Sorry, UT fans, but loss to UCLA ends national title hopes and program's upper-tier status in SEC

I started my journalism career as a sports editor at a small newspaper north of Oklahoma City.

Why? Like most every other child in Oklahoma, I worshipped in my formative years at the altar of Big Red, University of Oklahoma football. Seven national football championships have been won there. I can quote you stats and highlights like a Bible verse.

OU fell on hard times in the 1990s. But the program rose again with a national championship in 2000 and subsequent unsuccessful appearances in BCS title games. The Sooners are in the top five this year, but the program is in decline as far as ever winning any more national titles. Fans there don't want to acknowledge it. But the truth is in every BCS Bowl Game scoreboard.

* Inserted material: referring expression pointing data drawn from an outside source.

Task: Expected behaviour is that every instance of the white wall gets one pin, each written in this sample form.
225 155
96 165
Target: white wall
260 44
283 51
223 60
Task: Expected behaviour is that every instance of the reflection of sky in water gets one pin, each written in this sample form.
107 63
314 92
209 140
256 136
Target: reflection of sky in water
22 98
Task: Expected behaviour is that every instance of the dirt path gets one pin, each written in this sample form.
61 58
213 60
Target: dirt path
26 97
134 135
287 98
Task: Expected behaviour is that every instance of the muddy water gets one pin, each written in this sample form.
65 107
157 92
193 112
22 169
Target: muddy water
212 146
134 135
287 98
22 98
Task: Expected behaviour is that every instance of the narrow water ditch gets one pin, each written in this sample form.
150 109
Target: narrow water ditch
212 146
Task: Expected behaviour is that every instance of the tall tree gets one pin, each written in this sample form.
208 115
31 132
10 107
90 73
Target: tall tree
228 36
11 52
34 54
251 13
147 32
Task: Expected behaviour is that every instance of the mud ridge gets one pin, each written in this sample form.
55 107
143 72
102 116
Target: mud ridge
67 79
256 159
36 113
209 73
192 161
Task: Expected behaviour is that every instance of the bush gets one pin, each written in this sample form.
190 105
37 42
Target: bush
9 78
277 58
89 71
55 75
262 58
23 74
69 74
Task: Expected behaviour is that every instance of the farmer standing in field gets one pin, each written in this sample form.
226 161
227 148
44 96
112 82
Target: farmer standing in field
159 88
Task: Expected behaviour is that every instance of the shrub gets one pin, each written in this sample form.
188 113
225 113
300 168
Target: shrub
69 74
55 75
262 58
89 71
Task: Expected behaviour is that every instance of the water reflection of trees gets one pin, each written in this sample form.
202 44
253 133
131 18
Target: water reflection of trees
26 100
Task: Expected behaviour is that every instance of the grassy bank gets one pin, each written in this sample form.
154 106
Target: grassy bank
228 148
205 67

UT fans will have a tougher transition. Last night's loss to UCLA signals the program's decline to second-tier status in the SEC besides future national title hopes. UT already spends the most of any university for football recruiting. But the results are not comparable.

Florida and LSU are not even in the top 10 for spending. Yet their fame is enough to get the best players. USC in Los Angeles recruits nationwide. The Crimson Tide is rising again. Never forget those pesky Commodores. And now Georgia is threatening to regain its fame of the Herschel Walker days.

UT's games will still be most enjoyable. I've discovered more exciting and hard-fought SEC games in my 12 years of living here than I saw in my 25 years of following the Sooners and the then-Big 8. There is no weekend off in the SEC schedule. The Big 8 now Big 12 still has Baylor, Iowa State, Texas Tech and Texas A&M. And Oklahoma State is very inconsistent. These programs would not survive in the SEC, which remains the best football conference in the nation.

But the heady days of the recent past will not return to Knoxville. Notre Dame fans at South Bend realize that truth with their program. So does poor NBC. Tennessee head coach Phil Fulmer, a great guy, should not have to suffer for this transition and lose his job.

It is just like $100 a barrel oil. Change happens.

How fans here adjust to it will be the toughest contest UT's program faces this season.

1 comment:

Anonymous said...

I could not agree with you more. The slow downward drift has been evident for a couple of years now.